Lyrid case study: DBaaS powered by OpenEverest to the rescue!

By Marcin Gwóźdź Marcin Gwóźdź , Handoyo Sutanto Handoyo Sutanto
Lyrid case study: DBaaS powered by OpenEverest to the rescue!

The problem

Database deployment in Kubernetes is fragmented, and there’s no single solution for all the different DBs.

Introduction

Building a Database as a Service for your customers is not a trivial task, especially if you are a public cloud provider. Choosing Kubernetes to run your workloads has a lot of advantages: it gives you flexibility, and there are plenty of different solutions on the market that can be a part of your perfect technology stack. The real challenge is to build a solid, reliable foundation that will be possible to maintain without causing a headache for your platform team. With databases, it’s even more important to use proven in battle technology, as no one wants to see their data unavailable and their application down. And here comes OpenEverest!

Lyrid’s journey

While Lyrid was working on DBaaS implementation, the team came across several obstacles:

  1. Teams must design and maintain their own patterns for persistent volumes, clustering, failover, and upgrades for databases.
  2. High operational overhead for backups and disaster recovery. Without DBaaS, engineers must script and monitor backups, test restores, manage point‑in‑time recovery, and design cross‑region DR themselves, increasing the risk of data loss or long outages.
  3. Scaling and performance tuning are manual and fragile. Capacity planning, sharding/replication strategies, index tuning, and query optimization all fall on the team, often without deep database expertise, leading to over‑provisioning or performance bottlenecks.
  4. Security, compliance, and access control become a patchwork. Encryption, secret management, network policies, database user management, and audit trails must be assembled from multiple tools and kept in sync across clusters and environments.
  5. Observability is fragmented. Metrics, logs, and traces for Kubernetes and databases live in different silos, making it difficult to quickly pinpoint whether an incident is infrastructure‑, app‑, or database‑related.
  6. Skill gap and context switching for DevOps teams. The same team is expected to be expert in Kubernetes, multiple cloud providers, and several database engines at once, stretching capacity and slowing down feature delivery.
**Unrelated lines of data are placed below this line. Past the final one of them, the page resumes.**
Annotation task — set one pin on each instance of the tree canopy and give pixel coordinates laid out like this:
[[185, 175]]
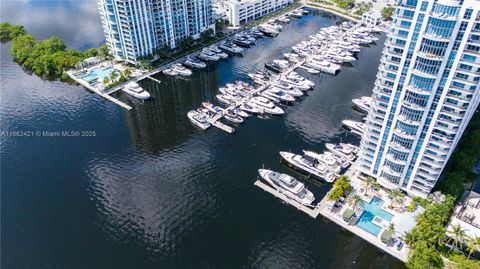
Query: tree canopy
[[47, 57]]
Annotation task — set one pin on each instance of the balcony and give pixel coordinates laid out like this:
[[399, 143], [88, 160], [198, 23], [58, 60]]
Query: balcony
[[404, 119], [429, 56], [392, 159], [399, 147], [387, 183]]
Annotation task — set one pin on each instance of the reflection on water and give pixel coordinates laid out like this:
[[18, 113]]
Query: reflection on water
[[151, 190]]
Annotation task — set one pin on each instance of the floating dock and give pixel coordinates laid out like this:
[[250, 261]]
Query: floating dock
[[311, 212]]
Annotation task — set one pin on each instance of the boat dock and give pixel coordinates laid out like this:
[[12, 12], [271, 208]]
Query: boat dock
[[99, 92], [311, 212]]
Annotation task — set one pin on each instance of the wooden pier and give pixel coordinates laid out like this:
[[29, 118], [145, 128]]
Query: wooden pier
[[311, 212]]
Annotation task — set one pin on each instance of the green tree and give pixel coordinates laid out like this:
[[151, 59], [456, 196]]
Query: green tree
[[387, 12], [424, 257], [473, 244], [355, 200], [457, 236], [369, 183]]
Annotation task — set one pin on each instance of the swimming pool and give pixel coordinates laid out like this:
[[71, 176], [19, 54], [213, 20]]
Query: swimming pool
[[372, 210], [97, 72]]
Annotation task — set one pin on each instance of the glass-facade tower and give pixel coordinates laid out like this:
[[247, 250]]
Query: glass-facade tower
[[137, 28], [426, 92]]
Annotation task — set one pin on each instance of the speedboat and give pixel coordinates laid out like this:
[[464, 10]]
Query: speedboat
[[264, 105], [289, 186], [136, 91], [198, 119], [326, 158], [233, 117], [212, 108], [362, 103], [181, 70], [249, 108], [354, 126], [341, 149], [218, 51], [194, 63], [309, 165]]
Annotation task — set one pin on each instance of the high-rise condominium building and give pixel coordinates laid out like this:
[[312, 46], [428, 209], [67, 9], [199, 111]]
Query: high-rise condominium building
[[426, 92], [136, 28]]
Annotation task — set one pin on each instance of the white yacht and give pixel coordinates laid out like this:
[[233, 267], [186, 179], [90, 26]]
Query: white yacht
[[233, 117], [198, 119], [279, 94], [194, 63], [309, 165], [212, 108], [169, 72], [230, 47], [264, 105], [326, 158], [356, 127], [250, 109], [136, 91], [289, 186], [362, 103], [181, 70], [342, 149], [296, 83], [218, 51], [208, 55]]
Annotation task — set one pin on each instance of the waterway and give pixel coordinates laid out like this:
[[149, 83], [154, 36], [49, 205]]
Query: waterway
[[146, 189]]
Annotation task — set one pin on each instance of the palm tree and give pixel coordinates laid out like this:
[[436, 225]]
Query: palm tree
[[457, 235], [473, 244], [355, 200], [391, 227], [369, 182]]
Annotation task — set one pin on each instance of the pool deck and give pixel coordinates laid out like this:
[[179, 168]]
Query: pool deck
[[336, 217], [98, 91]]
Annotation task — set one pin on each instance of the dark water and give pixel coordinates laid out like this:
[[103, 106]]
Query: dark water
[[150, 190]]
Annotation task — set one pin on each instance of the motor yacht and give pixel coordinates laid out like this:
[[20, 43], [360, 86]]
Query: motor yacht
[[181, 70], [341, 149], [194, 63], [309, 165], [198, 119], [279, 95], [212, 108], [169, 72], [362, 103], [218, 52], [289, 186], [208, 55], [250, 109], [326, 158], [136, 91], [231, 48], [264, 105], [354, 126], [233, 117]]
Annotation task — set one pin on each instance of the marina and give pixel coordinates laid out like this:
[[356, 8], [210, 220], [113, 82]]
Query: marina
[[324, 52]]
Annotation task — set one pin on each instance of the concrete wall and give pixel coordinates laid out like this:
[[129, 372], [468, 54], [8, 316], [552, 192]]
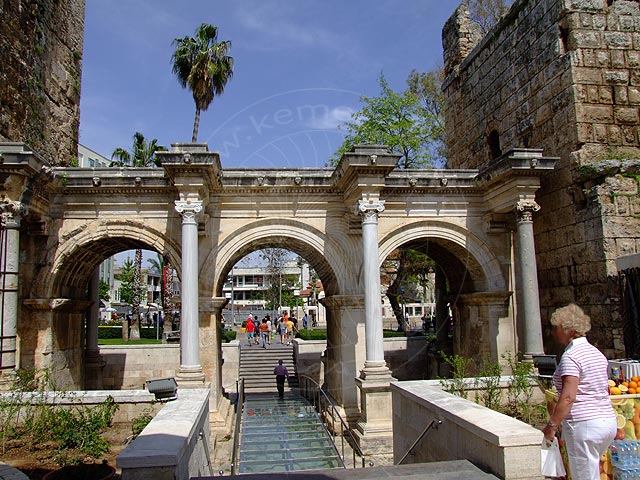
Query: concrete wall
[[41, 45], [496, 443], [129, 367], [561, 75], [175, 444]]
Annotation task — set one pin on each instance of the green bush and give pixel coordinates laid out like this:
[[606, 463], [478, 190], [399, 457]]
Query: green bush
[[315, 334], [228, 335]]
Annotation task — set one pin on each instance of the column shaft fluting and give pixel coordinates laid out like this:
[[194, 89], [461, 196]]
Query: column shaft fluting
[[526, 257], [189, 338], [371, 269], [9, 273], [94, 313]]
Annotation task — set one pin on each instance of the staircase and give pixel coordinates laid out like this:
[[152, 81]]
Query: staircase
[[257, 364], [283, 435]]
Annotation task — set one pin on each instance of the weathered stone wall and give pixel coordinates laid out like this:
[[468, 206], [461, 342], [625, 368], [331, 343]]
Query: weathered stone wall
[[40, 52], [562, 75]]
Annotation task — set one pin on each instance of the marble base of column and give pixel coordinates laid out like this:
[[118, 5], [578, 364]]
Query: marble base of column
[[93, 370], [190, 378], [374, 430]]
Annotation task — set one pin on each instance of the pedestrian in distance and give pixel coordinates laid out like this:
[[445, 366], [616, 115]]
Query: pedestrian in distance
[[282, 330], [282, 375], [264, 332], [251, 328], [256, 324]]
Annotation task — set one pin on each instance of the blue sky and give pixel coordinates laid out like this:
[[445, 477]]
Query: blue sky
[[300, 68]]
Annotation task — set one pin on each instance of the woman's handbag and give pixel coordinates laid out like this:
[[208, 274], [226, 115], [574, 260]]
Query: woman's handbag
[[551, 459]]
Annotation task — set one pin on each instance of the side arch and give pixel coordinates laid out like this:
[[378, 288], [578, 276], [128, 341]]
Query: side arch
[[85, 247], [455, 242], [305, 240]]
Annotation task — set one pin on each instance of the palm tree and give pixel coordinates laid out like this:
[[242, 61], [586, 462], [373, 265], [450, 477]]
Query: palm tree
[[203, 65], [143, 154]]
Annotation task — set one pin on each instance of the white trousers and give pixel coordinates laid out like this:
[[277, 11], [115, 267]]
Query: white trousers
[[586, 441]]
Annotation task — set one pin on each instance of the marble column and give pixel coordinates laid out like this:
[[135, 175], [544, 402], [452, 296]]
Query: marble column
[[11, 214], [529, 308], [94, 364], [374, 361], [373, 432], [190, 368]]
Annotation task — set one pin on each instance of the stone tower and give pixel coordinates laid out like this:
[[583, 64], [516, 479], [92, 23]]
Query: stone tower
[[564, 76], [41, 45]]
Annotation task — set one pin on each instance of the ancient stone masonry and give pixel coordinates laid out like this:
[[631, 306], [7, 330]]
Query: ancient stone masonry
[[562, 75], [40, 53]]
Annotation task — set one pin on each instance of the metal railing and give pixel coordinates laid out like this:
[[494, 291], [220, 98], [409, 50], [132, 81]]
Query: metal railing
[[236, 433], [310, 390], [432, 424]]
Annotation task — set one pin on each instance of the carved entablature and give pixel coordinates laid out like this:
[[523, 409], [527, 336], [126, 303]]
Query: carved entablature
[[11, 213], [525, 210], [189, 209], [369, 210]]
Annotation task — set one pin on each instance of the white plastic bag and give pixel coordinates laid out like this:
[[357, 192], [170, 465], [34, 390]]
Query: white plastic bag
[[551, 459]]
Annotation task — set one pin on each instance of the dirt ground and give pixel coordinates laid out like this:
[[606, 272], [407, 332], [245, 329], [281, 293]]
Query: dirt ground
[[38, 460]]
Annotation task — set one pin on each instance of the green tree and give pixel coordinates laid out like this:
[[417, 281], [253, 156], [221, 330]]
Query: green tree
[[104, 290], [162, 266], [143, 154], [427, 87], [203, 65], [394, 119], [487, 13]]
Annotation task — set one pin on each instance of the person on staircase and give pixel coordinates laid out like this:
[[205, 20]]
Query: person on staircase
[[282, 375], [250, 331], [264, 332]]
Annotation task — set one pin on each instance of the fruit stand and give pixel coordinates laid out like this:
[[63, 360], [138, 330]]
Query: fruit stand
[[627, 408]]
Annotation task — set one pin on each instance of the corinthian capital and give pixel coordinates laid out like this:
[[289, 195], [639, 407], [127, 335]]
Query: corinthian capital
[[189, 209], [369, 210], [525, 210], [11, 213]]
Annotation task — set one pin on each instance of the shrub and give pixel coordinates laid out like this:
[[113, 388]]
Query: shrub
[[315, 334], [228, 335]]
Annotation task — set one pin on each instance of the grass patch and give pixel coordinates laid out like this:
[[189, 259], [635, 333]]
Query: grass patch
[[119, 341]]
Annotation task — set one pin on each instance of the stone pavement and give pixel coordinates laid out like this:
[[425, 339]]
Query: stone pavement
[[10, 473]]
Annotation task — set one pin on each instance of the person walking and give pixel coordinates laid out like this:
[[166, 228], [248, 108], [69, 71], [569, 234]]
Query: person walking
[[583, 407], [264, 332], [282, 331], [290, 327], [256, 324], [251, 328], [281, 373]]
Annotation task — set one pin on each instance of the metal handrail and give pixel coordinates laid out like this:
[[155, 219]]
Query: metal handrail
[[344, 428], [236, 433], [432, 423]]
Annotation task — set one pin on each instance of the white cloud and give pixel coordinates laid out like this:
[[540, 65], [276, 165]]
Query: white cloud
[[331, 119]]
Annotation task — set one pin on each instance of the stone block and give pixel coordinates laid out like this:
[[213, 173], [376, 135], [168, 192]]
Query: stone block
[[618, 39], [621, 95], [619, 77], [603, 58], [626, 115]]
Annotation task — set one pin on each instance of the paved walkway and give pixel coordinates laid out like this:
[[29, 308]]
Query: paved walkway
[[10, 473]]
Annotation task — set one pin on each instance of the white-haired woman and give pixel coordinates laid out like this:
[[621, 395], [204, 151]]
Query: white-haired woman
[[583, 407]]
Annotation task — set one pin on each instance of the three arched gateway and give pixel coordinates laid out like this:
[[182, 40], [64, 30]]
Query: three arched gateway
[[59, 224]]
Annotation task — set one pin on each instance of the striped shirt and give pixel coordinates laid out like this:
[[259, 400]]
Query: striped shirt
[[585, 362]]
Problems above forced the Lyrid’s team to find a better way than building the service from scratch, and here comes OpenEverest for a rescue: by installing the software, the IT team was able to create a Unified API to direct to DBaaS dedicated infrastructures with pricing. The result is an easy-to-consume public Database-as-a-Service solution for Lyrid’s customers and reduced complex tasks for the platform team.

Quote from Lyrid CEO:

“By integrating OpenEverest natively into Lyrid, we deliver a fully managed, cloud‑agnostic data platform that lets developers launch production-grade, scalable databases in minutes instead of weeks.”

Future expectations:

While successful OpenEverest is already supporting Lyrid’s customers, there are still expectations that will be implemented in future releases:

  1. Support for more database technologies
  2. Managing workloads across multiple Kubernetes clusters - databases that can span/replicate to more than one location
  3. Fully Automated Disaster Recovery solutions: offsite standby cluster that can automatically become a primary

Conclusion:

Successful implementation of DBaaS can be easier than you thought, and Lyrid’s case is a great example of that. OpenEverest is still evolving, so you can expect more databases and database-related technologies to be implemented in the future. Currently, the maintainers team is working on adding features like Clickhouse support, a first vector database, and a replacement for MinIO. Multi-cluster support and more advanced DR solutions are on the roadmap as well. Last but not least, OpenEverest is a community-driven project, so anyone can influence the direction by submitting an issue or participating in the Community Slack discussions. And if community support is not enough for you, you can count on the Solanica team to provide you support services.

About Lyrid:

Lyrid is a cloud‑agnostic, Kubernetes‑native platform that lets customers deploy applications across public clouds and local datacenters, with managed Kubernetes, databases, and object storage in a single platform.